Chapter 49

Load Balancing and Horizontal Scaling

Chapter 49: Load Balancing and Horizontal Scaling

Introduction

When Hermes Agent moves from a lab prototype to a production service, single-instance deployment quickly becomes the bottleneck. As concurrent requests increase, response latency climbs, error rates appear, and system stability deteriorates. This chapter systematically explains how to scale Hermes Agent into a highly available distributed service using Nginx/HAProxy reverse proxies, stateless design, and a Redis shared memory layer.

49.1 Why Scaling Agents Is Harder Than Scaling Web Services

Scaling traditional web services is relatively simple: stateless HTTP services can be arbitrarily replicated, and a load balancer distributes requests evenly.
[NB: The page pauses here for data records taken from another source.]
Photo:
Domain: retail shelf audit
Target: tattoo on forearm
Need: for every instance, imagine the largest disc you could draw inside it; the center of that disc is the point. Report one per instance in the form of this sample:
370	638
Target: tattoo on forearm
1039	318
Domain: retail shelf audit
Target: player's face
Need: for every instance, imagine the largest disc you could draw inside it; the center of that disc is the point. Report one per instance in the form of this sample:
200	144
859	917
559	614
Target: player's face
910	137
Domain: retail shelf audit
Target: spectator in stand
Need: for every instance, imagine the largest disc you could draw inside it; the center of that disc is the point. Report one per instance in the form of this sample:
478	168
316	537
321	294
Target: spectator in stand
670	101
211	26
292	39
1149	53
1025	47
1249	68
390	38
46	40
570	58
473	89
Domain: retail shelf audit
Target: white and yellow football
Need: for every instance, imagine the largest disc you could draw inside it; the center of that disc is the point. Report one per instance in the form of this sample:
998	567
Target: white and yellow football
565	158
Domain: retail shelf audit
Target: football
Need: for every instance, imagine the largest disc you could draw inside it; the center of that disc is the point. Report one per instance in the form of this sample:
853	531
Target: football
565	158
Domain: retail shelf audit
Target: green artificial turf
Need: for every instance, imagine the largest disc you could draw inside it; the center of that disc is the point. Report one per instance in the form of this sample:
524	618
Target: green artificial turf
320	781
Hermes Agent introduces several critical differences:

1. Session State Persistence

During multi-step task execution, an Agent maintains substantial intermediate state:

Current execution step (which ReAct iteration)
Tool call history and results
Conversation context (message list)
User preferences and authorization tokens

If request A establishes a session on instance 1, and request B is forwarded to instance 2, instance 2 finds no context and the task either starts from scratch or fails outright.

2. Long Connections and Streaming Responses

Hermes Agent typically uses SSE (Server-Sent Events) or WebSocket to stream tokens back to the client. This requires the load balancer to maintain a stable connection for the entire duration of Agent execution—potentially several minutes.

3. Tool Call Side Effects

When an Agent calls tools (write files, send emails, query databases), these operations cannot be naively retried. If an instance crashes causing the task to be rescheduled to another instance, duplicate operations may occur.

flowchart TD
    Client[Client] --> LB[Load Balancer]
    LB --> A1[Agent Instance 1]
    LB --> A2[Agent Instance 2]
    LB --> A3[Agent Instance 3]
    A1 --> Redis[(Redis Shared Memory)]
    A2 --> Redis
    A3 --> Redis
    A1 --> Tools[Tool Layer]
    A2 --> Tools
    A3 --> Tools
    Redis --> PG[(PostgreSQL Persistence)]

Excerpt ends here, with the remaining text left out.